On Wednesday evening, Eskom issued a warning that it is experiencing “severe generation capacity challenges” and that stage 2 load shedding will continue on Thursday.
“In order to protect the power system from a total collapse or blackout and having taken into account all the recovery efforts currently being implemented, our prognosis for tomorrow (Thursday) is that stage 2 rotational loadshedding will be implemented from 09:00 to 23:00,” Eskom acting CEO Jabu Mabuza said in a statement.
“We are hopeful that the early warning will assist businesses including the Department of Education to plan accordingly,” Mabuza added. Earlier, the Department of Basic Education said the power disruptions are “extremely unfortunate” as it coincides with the start of the matric exams. On Wednesday, exams were scheduled for subjects (Computer Applications Technology and Information Technology) that required electricity.
Eskom has blamed the load shedding on five power-generating units that were not in use due to boiler tube leaks. On Wednesday night, Mabuza said that some of these units have already returned to service.
Apart from those outages, the conveyor feeding coal from Exxaro’s Grootegeluk mine to the Medupi power station in Lephalale, Limpopo, broke down on Saturday. It’s still not working and Medupi is running at a third of its capacity.
Coal is being manually fed to Medupi while Eskom looks for a permanent solution to the failure, Mabuza said.
Since Saturday, Eskom has been relying on open cycle gas turbines “extensively” to make up for the electricity shortfall. But the diesel stocks that fuel these turbines were running low, which contributed to the load shedding.
On Wednesday, Eskom received additional diesel supplies. It is comfortable that it can build the necessary diesel and water reserves (for pumped storage hydro electrical plants) to acceptable levels, Mabuza said.
Eskom chief operations officer Jan Oberholzer told talk radio station 702 that load shedding could continue for the next week.
On Wednesday night, UCT professor Anton Eberhard, a member of President Cyril Ramaphosa’s task team on Eskom, tweeted that cabinet approved the Integrated Resource Plan and that it will likely be gazetted on Friday.

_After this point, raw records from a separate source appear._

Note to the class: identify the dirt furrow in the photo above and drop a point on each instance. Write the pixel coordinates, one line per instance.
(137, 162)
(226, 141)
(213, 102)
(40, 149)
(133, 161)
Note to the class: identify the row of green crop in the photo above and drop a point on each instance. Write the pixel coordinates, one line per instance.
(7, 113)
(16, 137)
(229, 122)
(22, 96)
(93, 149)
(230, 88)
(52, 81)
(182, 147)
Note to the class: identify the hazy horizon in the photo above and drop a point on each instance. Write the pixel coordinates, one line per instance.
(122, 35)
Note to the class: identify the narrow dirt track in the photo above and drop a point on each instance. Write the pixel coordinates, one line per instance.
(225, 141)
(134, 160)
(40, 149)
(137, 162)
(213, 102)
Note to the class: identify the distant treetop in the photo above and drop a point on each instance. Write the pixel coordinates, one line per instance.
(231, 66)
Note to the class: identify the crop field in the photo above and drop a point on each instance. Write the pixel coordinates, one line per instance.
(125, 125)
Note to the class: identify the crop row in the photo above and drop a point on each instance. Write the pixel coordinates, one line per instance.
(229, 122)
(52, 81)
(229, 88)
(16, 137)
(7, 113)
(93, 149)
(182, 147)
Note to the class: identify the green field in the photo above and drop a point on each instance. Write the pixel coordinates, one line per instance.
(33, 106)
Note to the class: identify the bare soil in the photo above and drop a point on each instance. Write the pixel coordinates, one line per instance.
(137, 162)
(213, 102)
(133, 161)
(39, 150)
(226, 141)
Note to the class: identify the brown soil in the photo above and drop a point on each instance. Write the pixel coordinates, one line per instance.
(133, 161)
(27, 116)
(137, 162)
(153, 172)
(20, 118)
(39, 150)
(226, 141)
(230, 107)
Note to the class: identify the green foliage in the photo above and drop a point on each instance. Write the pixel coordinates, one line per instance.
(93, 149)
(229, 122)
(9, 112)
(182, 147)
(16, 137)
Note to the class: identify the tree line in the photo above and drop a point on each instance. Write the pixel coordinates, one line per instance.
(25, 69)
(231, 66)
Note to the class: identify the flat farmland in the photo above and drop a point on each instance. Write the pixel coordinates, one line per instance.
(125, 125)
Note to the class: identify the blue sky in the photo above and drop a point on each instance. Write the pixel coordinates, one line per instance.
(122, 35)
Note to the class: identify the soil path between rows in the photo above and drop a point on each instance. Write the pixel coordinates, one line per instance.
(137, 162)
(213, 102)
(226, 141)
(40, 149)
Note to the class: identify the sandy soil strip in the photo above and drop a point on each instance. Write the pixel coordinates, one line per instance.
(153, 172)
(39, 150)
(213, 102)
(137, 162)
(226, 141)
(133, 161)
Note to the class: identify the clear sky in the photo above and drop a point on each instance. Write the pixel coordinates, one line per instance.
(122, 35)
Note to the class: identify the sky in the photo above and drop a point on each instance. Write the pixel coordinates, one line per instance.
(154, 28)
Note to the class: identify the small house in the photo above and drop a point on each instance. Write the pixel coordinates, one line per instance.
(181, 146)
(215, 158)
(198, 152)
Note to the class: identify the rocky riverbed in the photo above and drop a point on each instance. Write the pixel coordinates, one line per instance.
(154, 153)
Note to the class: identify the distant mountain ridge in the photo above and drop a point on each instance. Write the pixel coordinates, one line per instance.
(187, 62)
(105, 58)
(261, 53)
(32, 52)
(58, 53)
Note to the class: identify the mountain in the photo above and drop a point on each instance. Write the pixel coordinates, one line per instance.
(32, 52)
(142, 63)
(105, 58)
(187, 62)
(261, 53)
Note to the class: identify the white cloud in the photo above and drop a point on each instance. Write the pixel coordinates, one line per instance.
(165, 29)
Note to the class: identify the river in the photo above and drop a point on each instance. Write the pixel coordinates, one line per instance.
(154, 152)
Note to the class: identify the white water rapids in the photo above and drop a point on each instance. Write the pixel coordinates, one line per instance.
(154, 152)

The IRP will outline details on SA’s future energy mix, and could include the decommissioning of coal power stations and the growth of renewable energy. It is expected to be based, largely, on a draft plan published for comment in 2018.
South Africa’s Mineral Resources and Energy Minister – Gwede Mantashe – has confirmed that the new IRP electricity plan was approved by Cabinet today and likely will be gazetted on Friday.